I was setting up some data extraction workflows recently, and I got to the point where I needed to do some text analysis on the extracted content. The thing is, there are like dozens of different models available, and I realized I had no systematic way of choosing between them.
Some tasks need speed. Some need accuracy. Some need to understand context. Some just need to classify things. I was basically guessing which model to use, and half the time I’d pick one, run a few tests, and realize another would’ve been way better.
I started thinking about it differently after reading through some platform docs. The idea is that different models have different strengths—some are tuned for speed, some for accuracy, some for specific tasks like translation or OCR. Once you understand what your task actually requires, the choice becomes clearer.
But that’s the hard part for me: how do you evaluate what you actually need before you’ve tested everything? Are there rules of thumb for when to pick speed over accuracy, or when a smaller model is enough versus when you need the biggest one? What have people actually found works well for browser automation tasks specifically?
The platform gives you built-in tools for this. You can see real-time performance metrics for each model, so you’re not just guessing. Start with the documentation’s recommendations for your specific task type, then test and monitor.

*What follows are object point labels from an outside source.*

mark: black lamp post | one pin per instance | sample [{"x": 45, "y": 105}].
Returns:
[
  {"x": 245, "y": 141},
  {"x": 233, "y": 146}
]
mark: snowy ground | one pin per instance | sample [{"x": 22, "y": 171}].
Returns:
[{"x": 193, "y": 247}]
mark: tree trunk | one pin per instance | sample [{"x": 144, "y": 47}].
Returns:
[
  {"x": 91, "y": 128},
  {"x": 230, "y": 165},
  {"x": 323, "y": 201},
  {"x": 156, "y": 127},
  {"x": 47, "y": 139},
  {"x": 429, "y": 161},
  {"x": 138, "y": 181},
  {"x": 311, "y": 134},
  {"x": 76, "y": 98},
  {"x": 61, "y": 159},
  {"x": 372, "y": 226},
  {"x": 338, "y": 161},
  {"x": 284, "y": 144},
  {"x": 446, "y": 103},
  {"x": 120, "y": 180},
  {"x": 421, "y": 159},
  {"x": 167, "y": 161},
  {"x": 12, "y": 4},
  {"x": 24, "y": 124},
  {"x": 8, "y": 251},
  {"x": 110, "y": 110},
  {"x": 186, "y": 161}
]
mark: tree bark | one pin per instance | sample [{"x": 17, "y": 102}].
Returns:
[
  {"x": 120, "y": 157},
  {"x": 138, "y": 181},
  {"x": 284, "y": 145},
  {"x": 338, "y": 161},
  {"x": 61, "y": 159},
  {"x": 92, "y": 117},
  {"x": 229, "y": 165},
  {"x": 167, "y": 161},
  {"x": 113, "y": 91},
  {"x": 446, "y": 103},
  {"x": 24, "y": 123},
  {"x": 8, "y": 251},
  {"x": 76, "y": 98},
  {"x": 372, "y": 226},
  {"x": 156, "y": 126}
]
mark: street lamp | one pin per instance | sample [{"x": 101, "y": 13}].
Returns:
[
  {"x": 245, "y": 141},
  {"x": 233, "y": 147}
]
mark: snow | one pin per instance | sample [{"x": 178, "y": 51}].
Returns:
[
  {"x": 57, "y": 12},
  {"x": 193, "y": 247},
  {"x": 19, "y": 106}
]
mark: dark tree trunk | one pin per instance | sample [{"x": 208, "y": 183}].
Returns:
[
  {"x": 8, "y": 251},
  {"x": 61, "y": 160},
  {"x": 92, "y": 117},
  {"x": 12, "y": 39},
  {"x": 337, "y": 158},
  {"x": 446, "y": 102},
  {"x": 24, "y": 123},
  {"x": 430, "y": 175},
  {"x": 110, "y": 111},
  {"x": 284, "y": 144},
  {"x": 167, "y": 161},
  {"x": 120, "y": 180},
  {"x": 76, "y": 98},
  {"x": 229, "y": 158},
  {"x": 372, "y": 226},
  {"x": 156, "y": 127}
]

For browser automation, you often don’t need the most powerful model. OCR doesn’t need the biggest LLM. Translation has specialized models that cost less and work faster. The key is matching the model to what you’re actually doing.

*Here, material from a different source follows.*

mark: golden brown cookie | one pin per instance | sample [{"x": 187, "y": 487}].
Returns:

The nice part is you can swap models easily without rebuilding your workflow. Test one, see the results and cost, swap to another. That experimentation actually teaches you what matters for your specific use case.
I treat it like a three-step process. First, I start with what the platform recommends for that specific task type. Most tasks have an obvious best-fit model. Second, I test with the recommended one and check both speed and cost. Third, if either is problematic, I try alternates and compare. You’ll be surprised how often the fastest isn’t the cheapest or vice versa. Document what works for your actual use cases and you’ll stop overthinking it.
For OCR, use specialized vision models. For text analysis, smaller models often work fine. For translation, language models beat general ones. Test the recommended option first—the platform usually gets it right.